By Haniya Rae

I went to Montauk for the first time when I was in high school. I had heard that the Rolling Stones were recording in Andy Warhol’s house, so my friend and I jumped into his 1973 Rambler, drove out East, and snuck into his sister’s place. We had just started a band, and decided we were going to play all night until the Rolling Stones came by and asked us to go on tour with them. We’d go to the bar near my friend’s sister’s house and ask if the Rolling Stones were around, and they’d always say to us, “You just missed ’em.” It was a lie, of course, but we kept coming back anyway. We didn’t care.

Ditch Plains beach was right near the bar. It was deserted—only three people surfing in those days, max. I guess it was what I think of as old Montauk—although everyone has his own version of a place. I saw something magical, an enclave based in paradise. I saw the water, the girls. There was a certain romance and fraternity, and I idealized it. That’s what it’s all about when you’re young.

When I was seven, my parents bought me my first 120mm camera at the 1964 New York World’s Fair. I use the same film now with my medium-format cameras. I was introverted then, and the camera was a way for me to disarm women. I usually got them to let me shoot them. I really enjoyed the intimacy of that experience.

In 2001, I closed my advertising agency, Dweck & Campbell, to concentrate on photography. I had just won a Cannes Lion award two years prior and had done everything I’d wanted to do in advertising. And I still had this memory of being a child on the beach with a camera. Advertising couldn’t give me that level of expression.

There’s something sacred about capturing a thing before it’s gone. Montauk has a certain smell in the air. Everyone’s windows are always open. There are shadows on the dunes. I actually got married on those dunes, although it was hard to find a justice of the peace with a four-wheel drive. He was drunk by the time he got there.

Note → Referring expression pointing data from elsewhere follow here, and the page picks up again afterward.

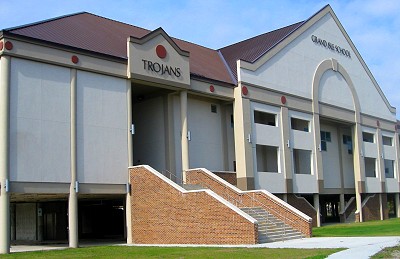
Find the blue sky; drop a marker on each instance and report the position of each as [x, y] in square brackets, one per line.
[373, 25]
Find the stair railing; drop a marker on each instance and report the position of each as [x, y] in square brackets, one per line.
[233, 200]
[253, 202]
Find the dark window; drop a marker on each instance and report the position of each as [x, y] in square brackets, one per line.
[213, 108]
[387, 141]
[348, 143]
[368, 137]
[265, 118]
[325, 137]
[298, 124]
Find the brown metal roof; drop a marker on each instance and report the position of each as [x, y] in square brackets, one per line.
[101, 35]
[251, 49]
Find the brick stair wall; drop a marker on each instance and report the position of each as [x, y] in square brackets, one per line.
[270, 228]
[303, 205]
[285, 212]
[165, 213]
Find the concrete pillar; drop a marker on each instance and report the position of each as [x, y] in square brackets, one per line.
[342, 202]
[317, 209]
[381, 207]
[73, 192]
[128, 209]
[317, 152]
[4, 155]
[359, 166]
[286, 150]
[184, 134]
[397, 169]
[244, 142]
[380, 160]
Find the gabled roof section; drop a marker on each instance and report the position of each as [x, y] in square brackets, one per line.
[88, 32]
[254, 56]
[251, 49]
[155, 33]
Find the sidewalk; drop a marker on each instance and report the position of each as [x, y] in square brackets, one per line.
[358, 247]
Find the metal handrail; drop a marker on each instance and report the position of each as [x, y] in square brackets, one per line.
[180, 181]
[253, 199]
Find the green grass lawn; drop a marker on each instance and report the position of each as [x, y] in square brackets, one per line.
[175, 252]
[371, 228]
[389, 227]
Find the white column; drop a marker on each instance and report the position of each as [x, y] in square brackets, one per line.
[4, 155]
[73, 195]
[317, 208]
[359, 167]
[128, 209]
[184, 133]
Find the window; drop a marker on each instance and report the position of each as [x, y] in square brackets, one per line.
[387, 141]
[213, 108]
[267, 158]
[368, 137]
[389, 168]
[370, 167]
[298, 124]
[325, 137]
[348, 143]
[265, 118]
[302, 161]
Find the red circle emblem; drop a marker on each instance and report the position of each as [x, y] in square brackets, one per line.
[161, 51]
[245, 91]
[74, 59]
[8, 45]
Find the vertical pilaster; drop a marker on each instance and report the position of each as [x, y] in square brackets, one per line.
[397, 169]
[359, 166]
[317, 152]
[184, 134]
[4, 155]
[243, 141]
[224, 135]
[286, 150]
[128, 209]
[317, 208]
[342, 203]
[381, 162]
[73, 192]
[381, 207]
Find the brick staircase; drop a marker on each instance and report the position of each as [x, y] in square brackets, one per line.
[270, 228]
[276, 219]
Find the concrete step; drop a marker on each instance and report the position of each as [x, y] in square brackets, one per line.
[271, 228]
[190, 187]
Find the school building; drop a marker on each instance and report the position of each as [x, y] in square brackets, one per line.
[101, 119]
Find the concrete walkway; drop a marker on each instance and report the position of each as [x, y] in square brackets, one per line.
[358, 247]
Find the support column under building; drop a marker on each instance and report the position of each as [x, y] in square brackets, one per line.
[317, 209]
[185, 134]
[243, 140]
[128, 209]
[4, 155]
[359, 167]
[73, 190]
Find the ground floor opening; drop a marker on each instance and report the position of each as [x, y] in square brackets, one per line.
[41, 221]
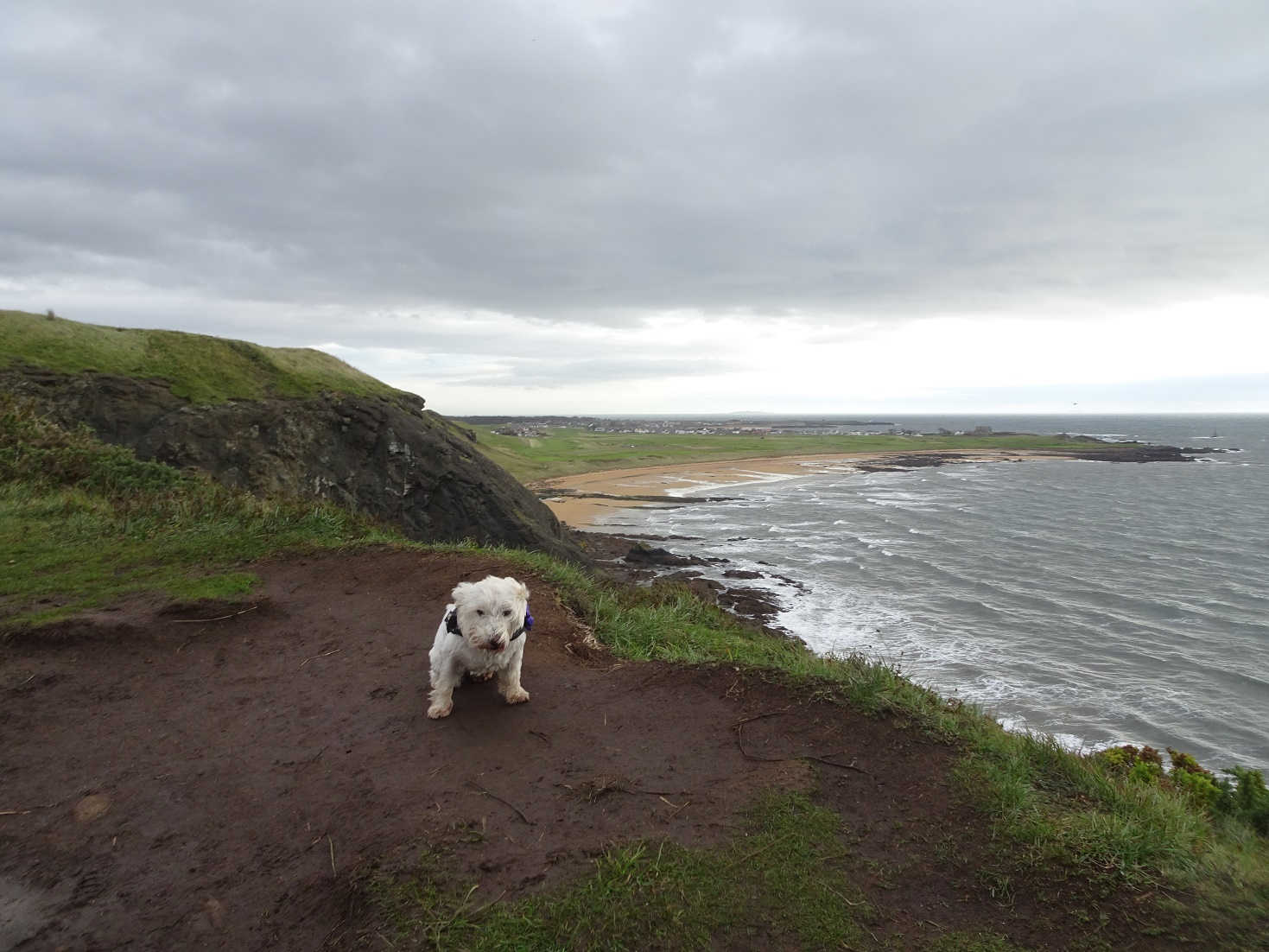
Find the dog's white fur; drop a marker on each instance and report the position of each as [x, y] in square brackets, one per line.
[489, 612]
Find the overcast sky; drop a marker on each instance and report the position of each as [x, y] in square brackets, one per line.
[611, 206]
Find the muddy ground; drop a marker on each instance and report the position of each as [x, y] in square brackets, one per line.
[172, 782]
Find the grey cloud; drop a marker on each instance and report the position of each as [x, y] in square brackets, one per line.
[825, 157]
[573, 372]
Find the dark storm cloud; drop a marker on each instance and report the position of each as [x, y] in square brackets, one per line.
[597, 160]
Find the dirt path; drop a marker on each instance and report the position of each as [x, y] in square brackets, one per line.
[168, 784]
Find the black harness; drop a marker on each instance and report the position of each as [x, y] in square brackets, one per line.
[452, 624]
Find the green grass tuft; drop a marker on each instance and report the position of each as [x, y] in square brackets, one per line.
[779, 878]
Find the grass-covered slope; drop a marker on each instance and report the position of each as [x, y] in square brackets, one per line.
[84, 524]
[200, 368]
[570, 451]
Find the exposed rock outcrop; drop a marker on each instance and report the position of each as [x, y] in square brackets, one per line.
[384, 456]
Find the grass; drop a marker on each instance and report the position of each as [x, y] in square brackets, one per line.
[779, 876]
[571, 451]
[200, 368]
[84, 524]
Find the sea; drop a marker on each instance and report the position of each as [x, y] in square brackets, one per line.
[1099, 603]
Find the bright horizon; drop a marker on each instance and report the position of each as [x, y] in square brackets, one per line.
[641, 206]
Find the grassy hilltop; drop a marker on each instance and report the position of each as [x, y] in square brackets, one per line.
[200, 368]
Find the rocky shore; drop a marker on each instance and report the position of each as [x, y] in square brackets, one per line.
[644, 560]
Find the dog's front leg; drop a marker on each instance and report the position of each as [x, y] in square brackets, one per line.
[509, 682]
[443, 683]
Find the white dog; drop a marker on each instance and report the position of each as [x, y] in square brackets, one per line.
[482, 635]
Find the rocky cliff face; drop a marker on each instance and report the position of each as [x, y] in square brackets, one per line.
[384, 456]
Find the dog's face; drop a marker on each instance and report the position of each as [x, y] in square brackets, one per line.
[490, 611]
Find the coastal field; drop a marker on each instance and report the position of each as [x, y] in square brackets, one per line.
[707, 765]
[570, 451]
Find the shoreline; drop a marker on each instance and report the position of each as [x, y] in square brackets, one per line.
[581, 500]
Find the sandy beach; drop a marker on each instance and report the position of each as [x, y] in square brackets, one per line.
[584, 498]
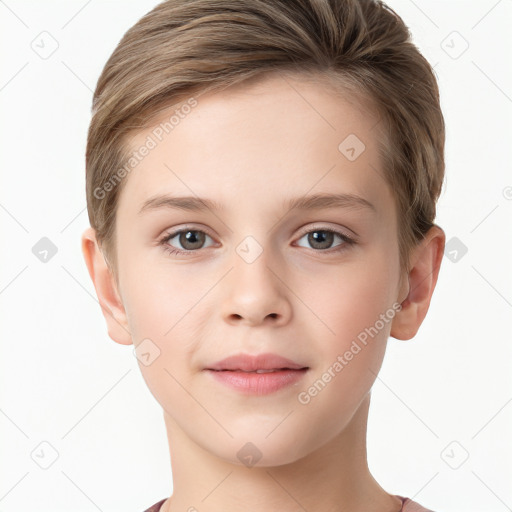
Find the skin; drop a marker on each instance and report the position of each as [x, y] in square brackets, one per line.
[250, 148]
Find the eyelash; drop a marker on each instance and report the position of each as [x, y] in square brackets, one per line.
[348, 241]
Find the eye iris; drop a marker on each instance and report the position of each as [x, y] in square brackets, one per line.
[192, 237]
[324, 238]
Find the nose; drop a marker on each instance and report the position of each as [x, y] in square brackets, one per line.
[255, 293]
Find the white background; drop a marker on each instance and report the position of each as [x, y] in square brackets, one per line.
[66, 384]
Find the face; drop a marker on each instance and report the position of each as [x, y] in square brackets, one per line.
[314, 285]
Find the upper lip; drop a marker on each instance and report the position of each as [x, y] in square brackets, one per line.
[250, 363]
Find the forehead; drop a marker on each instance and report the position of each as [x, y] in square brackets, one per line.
[274, 138]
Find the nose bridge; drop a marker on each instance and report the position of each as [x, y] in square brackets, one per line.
[253, 289]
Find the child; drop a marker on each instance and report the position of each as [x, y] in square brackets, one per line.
[262, 178]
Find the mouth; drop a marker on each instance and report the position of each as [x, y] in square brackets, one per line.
[273, 370]
[260, 363]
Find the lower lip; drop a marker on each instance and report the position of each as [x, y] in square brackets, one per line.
[258, 383]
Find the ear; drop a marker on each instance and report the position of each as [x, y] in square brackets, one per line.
[425, 263]
[106, 289]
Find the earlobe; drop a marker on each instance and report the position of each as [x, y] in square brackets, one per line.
[426, 261]
[108, 296]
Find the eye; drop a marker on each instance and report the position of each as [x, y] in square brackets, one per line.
[321, 238]
[189, 239]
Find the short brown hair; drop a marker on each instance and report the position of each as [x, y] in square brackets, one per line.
[186, 47]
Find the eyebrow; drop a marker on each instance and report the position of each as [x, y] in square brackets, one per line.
[312, 202]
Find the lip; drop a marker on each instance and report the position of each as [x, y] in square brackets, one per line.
[249, 363]
[234, 371]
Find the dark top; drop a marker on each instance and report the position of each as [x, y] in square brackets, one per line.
[407, 506]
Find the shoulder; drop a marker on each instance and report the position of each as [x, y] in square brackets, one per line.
[156, 506]
[409, 505]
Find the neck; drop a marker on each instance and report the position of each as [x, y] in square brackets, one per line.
[333, 478]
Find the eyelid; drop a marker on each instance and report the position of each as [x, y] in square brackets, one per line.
[322, 226]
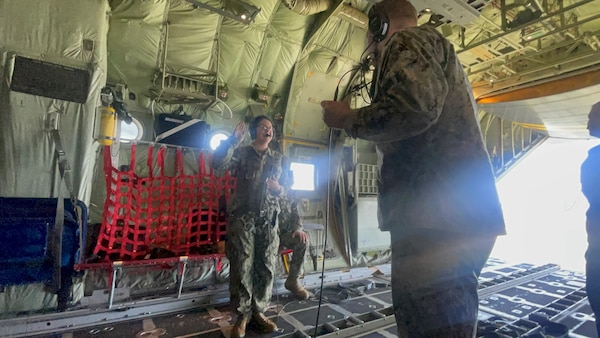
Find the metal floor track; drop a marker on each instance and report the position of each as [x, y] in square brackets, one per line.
[515, 301]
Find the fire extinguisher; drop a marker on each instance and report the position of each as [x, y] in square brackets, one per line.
[107, 132]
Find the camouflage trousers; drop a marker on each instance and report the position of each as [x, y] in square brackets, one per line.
[252, 247]
[299, 252]
[434, 282]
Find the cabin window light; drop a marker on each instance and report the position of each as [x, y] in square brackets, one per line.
[304, 176]
[216, 138]
[131, 131]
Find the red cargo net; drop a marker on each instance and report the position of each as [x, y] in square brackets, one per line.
[184, 214]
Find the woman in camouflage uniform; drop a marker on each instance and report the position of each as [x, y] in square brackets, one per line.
[252, 225]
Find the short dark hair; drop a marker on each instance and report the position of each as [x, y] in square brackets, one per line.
[254, 124]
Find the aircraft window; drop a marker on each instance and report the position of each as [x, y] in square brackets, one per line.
[216, 139]
[131, 132]
[304, 176]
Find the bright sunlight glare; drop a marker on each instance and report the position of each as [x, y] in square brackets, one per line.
[544, 208]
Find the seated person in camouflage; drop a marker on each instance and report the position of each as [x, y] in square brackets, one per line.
[292, 236]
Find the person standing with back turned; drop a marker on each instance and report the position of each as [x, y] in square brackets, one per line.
[590, 186]
[437, 192]
[252, 225]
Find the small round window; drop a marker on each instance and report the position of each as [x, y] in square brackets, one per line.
[132, 131]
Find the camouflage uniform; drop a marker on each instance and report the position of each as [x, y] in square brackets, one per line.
[252, 225]
[289, 221]
[437, 193]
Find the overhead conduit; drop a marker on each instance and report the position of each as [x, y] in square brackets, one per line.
[310, 7]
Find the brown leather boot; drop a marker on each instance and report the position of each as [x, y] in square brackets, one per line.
[239, 328]
[297, 290]
[262, 323]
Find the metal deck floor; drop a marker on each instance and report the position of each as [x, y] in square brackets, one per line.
[512, 301]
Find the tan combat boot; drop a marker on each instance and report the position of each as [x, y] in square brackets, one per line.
[297, 290]
[239, 328]
[262, 323]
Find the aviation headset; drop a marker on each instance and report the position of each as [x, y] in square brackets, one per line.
[254, 124]
[379, 25]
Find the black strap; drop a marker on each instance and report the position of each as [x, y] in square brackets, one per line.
[55, 236]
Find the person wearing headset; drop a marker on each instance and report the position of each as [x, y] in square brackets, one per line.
[437, 192]
[252, 221]
[590, 186]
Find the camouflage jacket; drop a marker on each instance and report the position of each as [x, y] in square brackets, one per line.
[434, 169]
[251, 170]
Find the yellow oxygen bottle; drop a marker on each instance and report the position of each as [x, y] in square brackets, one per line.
[107, 132]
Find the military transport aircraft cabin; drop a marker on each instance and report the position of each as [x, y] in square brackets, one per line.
[113, 222]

I spent 18 days shooting on Ditch Plains beach with the intention of creating a continuous photo narrative, and that’s how my book, The End [2004, reprinted in 2016], came to be. There’s nothing to guide the viewer but pictures, which transport you to another place and allow you to imagine how people lived. As an artist, I have to remind myself not to fall into nostalgic or romantic thought patterns. Montauk is definitely different now, but some things can’t be changed.